Once shunned by major forex firms for its political instability and a lack of net worth among its people, Latin America is now seeing a surge in interest from forex firms seeking to invest in the region. A rapidly expanding middle class economy and growing awareness of alternative investing opportunities are among the factors fueling the growth of forex industry in Latin America countries such as Brazil, Chile, Argentina, and Colombia.
But the Latin American forex market is still sparsely served as forex brokers are only beginning to pitch tent in the market. With the ongoing regulatory purge in the forex operator market, analysts say brokers with a reputation will make it big in Latin America, partly because of limited competition in the early stages.
A budding market
A World Bank report showed that in the past decade alone, the middle class in Latin America grew 50%. With that more than 30% of the population in the region is now said to be middle class. Improvement in education, social programs and jobs creations have contributed to Latin America’s rapidly shift to the middle class economy.
For forex companies, the expanding middleclass population in Latin America has corrected a market flaw that kept them away from the region: lack of net worth.
As people’s incomes rise, their appetite for risk assets and alternative investments also improves. That is why demand for forex trading services is steadily growing in Latin America.
The other factor that is making Latin American region attractive for forex firms that wouldn’t give the region a thought in the past is the deep penetration of Internet.
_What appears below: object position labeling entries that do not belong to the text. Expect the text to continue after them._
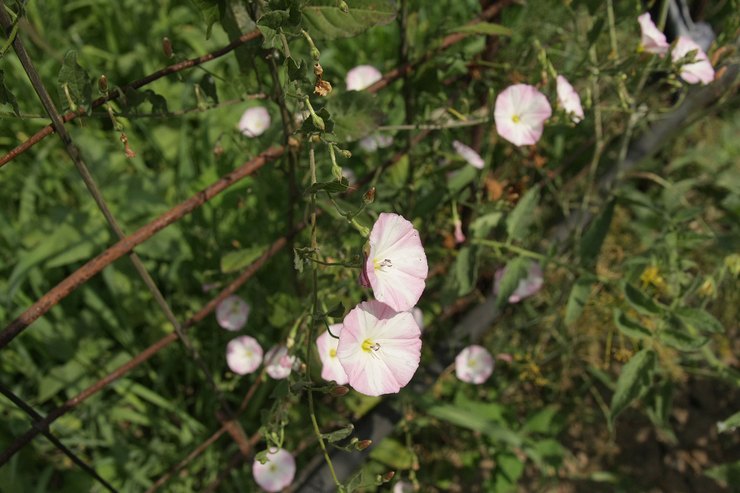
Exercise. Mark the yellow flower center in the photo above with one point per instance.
(368, 345)
(380, 264)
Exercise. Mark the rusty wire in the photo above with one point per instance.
(126, 244)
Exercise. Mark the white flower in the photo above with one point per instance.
(520, 113)
(254, 121)
(275, 474)
(243, 355)
(569, 99)
(700, 70)
(278, 364)
(232, 313)
(474, 364)
(362, 77)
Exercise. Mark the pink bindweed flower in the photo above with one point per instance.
(527, 287)
(459, 235)
(700, 70)
(379, 348)
(275, 474)
(254, 121)
(474, 364)
(418, 317)
(327, 345)
(468, 154)
(376, 141)
(362, 77)
(569, 99)
(520, 114)
(243, 355)
(652, 39)
(232, 313)
(397, 265)
(278, 363)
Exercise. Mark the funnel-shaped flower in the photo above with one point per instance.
(527, 287)
(652, 39)
(278, 364)
(397, 265)
(520, 114)
(700, 70)
(362, 77)
(254, 121)
(232, 313)
(332, 369)
(243, 355)
(474, 364)
(468, 154)
(275, 474)
(379, 348)
(569, 99)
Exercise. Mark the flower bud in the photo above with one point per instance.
(363, 444)
(103, 83)
(339, 391)
(167, 47)
(369, 196)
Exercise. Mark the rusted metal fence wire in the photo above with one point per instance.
(126, 244)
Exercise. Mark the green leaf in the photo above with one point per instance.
(393, 454)
(355, 114)
(485, 28)
(339, 434)
(639, 301)
(681, 340)
(700, 320)
(327, 186)
(7, 97)
(75, 87)
(635, 378)
(239, 259)
(577, 300)
(516, 270)
(629, 327)
(730, 424)
(519, 220)
(324, 19)
(466, 269)
(594, 237)
(482, 226)
(210, 11)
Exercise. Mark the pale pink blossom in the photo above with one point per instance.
(527, 287)
(379, 348)
(652, 39)
(418, 317)
(376, 141)
(327, 345)
(278, 363)
(232, 313)
(700, 70)
(468, 154)
(474, 364)
(277, 473)
(520, 113)
(362, 77)
(403, 487)
(569, 99)
(243, 355)
(254, 121)
(459, 235)
(397, 265)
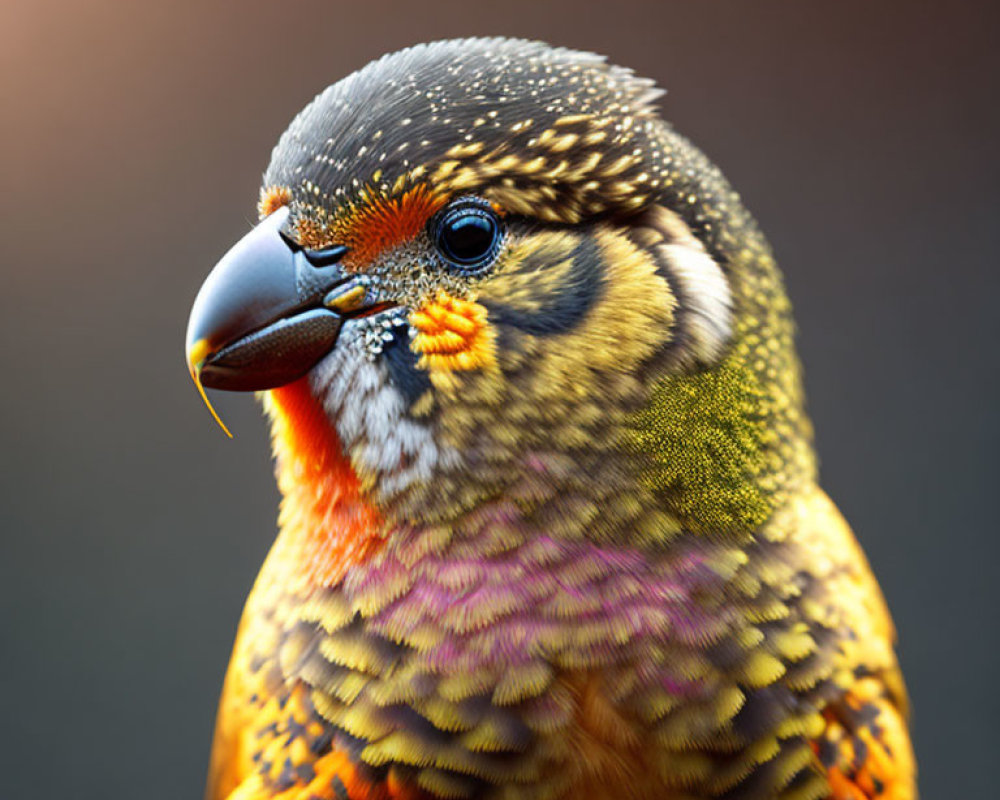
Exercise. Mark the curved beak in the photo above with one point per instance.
(267, 313)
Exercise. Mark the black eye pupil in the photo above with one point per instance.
(469, 236)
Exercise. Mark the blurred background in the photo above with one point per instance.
(132, 137)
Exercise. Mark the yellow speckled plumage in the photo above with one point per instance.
(551, 522)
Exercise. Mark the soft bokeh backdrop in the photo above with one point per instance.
(132, 137)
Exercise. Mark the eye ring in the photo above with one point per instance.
(468, 234)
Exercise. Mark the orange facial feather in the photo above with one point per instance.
(327, 526)
(272, 198)
(375, 227)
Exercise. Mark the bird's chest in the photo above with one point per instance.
(457, 670)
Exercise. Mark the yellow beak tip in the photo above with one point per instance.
(196, 356)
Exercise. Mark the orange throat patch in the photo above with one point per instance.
(326, 525)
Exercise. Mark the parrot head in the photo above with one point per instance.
(493, 269)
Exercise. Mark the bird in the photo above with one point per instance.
(551, 524)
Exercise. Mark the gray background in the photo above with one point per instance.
(132, 137)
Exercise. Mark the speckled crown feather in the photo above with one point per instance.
(571, 134)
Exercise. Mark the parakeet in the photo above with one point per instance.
(551, 525)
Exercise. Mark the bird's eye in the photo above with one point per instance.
(468, 233)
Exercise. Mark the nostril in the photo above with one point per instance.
(326, 256)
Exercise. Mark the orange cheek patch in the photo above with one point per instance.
(271, 199)
(452, 335)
Nearly 70% of Latin American’s households now have Internet connection and that is exposing them to more opportunities such as online forex trading.
However, some of the forex firms making a foray into Latin America, especially those with a long-term view of the market, are combining online and offline trading platforms. Also, such Forex websites as https://efxto.com have largely contributed towards the development of the market. This is done to build a reputation with customers through face to face meeting and understand the dynamics of the market.
The need to educate the massive on forex investing opportunities is also leading brokers to open offline offices in Latin America. In fact, early players initially got busy providing forex investing education, which is important in building a customer base and avoiding regulatory problems given the ongoing purge on retail forex platforms in many places around the world.
Declining equity fueling interest in forex
Besides the expanding middleclass, internet penetration and awareness, the weakness in stocks and other traditional investment products is fueling a shift to less traditional assets such as forex. Now that a growing number of the population knows that alternative investing opportunities exist and their incomes have also improved, they are more willing to try out new opportunities such as forex and binary options.
Regulation holding back Latin America
Many Latin American countries still have a long way to go with regulating the financial sector. In places like Chile, forex firms are trying to work with authorities to help in formulating regulations for the industry, especially by referencing regulations in Europe where forex industry has matured.
It is the saturation of development markets that is attracting forex companies to budding markets such as Latin America.